Brito lembra que era uma estratégia dos estúdios vincular determinados atores a um tipo de papel, com o objetivo de agradar as expectativas do público. “Mas ela vai se revoltar contra isso, fundando a própria companhia e impondo regras de maior controle sobre os papéis, além de estudar atuação, trabalhando com Lee Strasberg no prestigiado Actors Studio e contratando uma tutora que irá lhe acompanhar nos sets”.

Para ele, essa ação era uma batalha interna, em que Norma Jeane buscava vencer o seu “doppelganger” (termo alemão para duplos) Marilyn. “Ela queria se afirmar enquanto voz feminina. Neste ponto, ela é muito relevante, tentando ter mais voz sobre um processo criativo. Uma mulher ativa, à frente de seu tempo, mas foi uma busca que representou uma tortura para ela e a levou ao suicídio”.

Influência na moda
O nome de Marilyn Monroe não só foi determinante no mundo do cinema. Na moda, ela exerceu grande influência no estilo e no comportamento nas décadas de 1950 e 1960, com a valorização das curvas, com cintura, quadril e bustos marcados, garantindo uma sensualidade muito forte, de acordo com Glauciene de Oliveira, bacharel em design de moda e professora da faculdade UNA.

“No pós-Segunda Guerra, tivemos uma data muito especial que foi o ano de 1947, quando (o estilista francês) Dior lançou no ‘new look’ (novo visual). Até então a moda estava muito influenciada pela guerra, com uma coisa bem militar. O ‘new look’ traz a feminilidade de volta, com uma cintura marcada, uma saia volumosa e uma silhueta mais ampulheta. A Marilyn pega isso e leva para o cinema”, explica.

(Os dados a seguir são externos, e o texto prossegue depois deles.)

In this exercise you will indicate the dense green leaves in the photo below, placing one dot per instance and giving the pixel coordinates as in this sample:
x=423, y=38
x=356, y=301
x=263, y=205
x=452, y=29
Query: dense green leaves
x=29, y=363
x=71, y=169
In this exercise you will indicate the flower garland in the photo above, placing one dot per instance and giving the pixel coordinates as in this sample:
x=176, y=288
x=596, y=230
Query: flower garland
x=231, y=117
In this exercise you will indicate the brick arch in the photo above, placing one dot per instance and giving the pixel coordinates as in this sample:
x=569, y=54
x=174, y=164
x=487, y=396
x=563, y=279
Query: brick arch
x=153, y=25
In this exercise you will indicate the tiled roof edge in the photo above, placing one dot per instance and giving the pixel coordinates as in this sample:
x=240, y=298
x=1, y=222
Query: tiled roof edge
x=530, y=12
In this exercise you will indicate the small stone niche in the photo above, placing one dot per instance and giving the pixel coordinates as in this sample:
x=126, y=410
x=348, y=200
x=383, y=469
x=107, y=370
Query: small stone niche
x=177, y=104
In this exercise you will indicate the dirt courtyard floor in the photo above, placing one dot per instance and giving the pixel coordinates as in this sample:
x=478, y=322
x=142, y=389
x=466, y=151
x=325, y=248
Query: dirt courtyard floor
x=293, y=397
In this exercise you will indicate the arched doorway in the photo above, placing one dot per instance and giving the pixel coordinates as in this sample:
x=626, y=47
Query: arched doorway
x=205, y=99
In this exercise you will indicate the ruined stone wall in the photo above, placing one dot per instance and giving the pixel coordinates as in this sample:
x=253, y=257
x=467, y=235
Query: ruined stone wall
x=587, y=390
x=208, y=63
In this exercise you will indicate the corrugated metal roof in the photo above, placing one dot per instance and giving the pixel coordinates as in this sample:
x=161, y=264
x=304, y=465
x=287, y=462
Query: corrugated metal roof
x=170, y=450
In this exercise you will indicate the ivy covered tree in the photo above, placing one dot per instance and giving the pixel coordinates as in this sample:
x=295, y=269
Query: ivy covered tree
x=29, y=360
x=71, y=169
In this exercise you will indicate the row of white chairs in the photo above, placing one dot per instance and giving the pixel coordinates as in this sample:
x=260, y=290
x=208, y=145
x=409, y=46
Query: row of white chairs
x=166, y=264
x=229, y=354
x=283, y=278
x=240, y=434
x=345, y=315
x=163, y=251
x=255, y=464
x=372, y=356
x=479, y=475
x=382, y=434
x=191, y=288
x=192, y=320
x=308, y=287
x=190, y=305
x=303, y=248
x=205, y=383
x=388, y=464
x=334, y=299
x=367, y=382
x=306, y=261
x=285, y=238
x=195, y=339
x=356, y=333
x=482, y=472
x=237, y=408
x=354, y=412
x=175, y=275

“A dobradinha sensualidade e elegância não era tão comum antes. A elegância era muito mais associada à seriedade, à disciplina, uma coisa mais austera, quase aristocrática. A sensualidade trazia um cunho mais provocativo, quase marginalizado. Com Marilyn, ela conseguiu misturar os dois, sem ser vulgar”, diz Glauciene, que ressalta que o estilo continuou reverberando na década de 1960, mesmo após a morte de Marilyn.

A professora destaca a o vestido branco de frente única, com amarração no pescoço e as costas de fora, como uma das peças mais famosas usadas por Marilyn (em “O Pecado...”), mas lembra que, fora das câmeras, a atriz se valeu de um estilo casual chic que também fez época. “Apesar de outros ícones da moda usarem esse estilo, com calça capri, suéteres mais ajustados e a famosa camisa tradicional, o sucesso veio dela”.

O estilo ditado por Marilyn Monroe ainda se faz presente, com a revalorização da silhueta e a ideia de uma mulher loira com batom forte, muito utilizados em editoriais de moda e desfiles. “Esse padrão de loira de traços muito marcados, com silhueta bem angulosa e um ar meio vulnerável e ao mesmo tempo sensual, a gente consegue perceber de maneira bem forte em influencers e celebridades”, registra.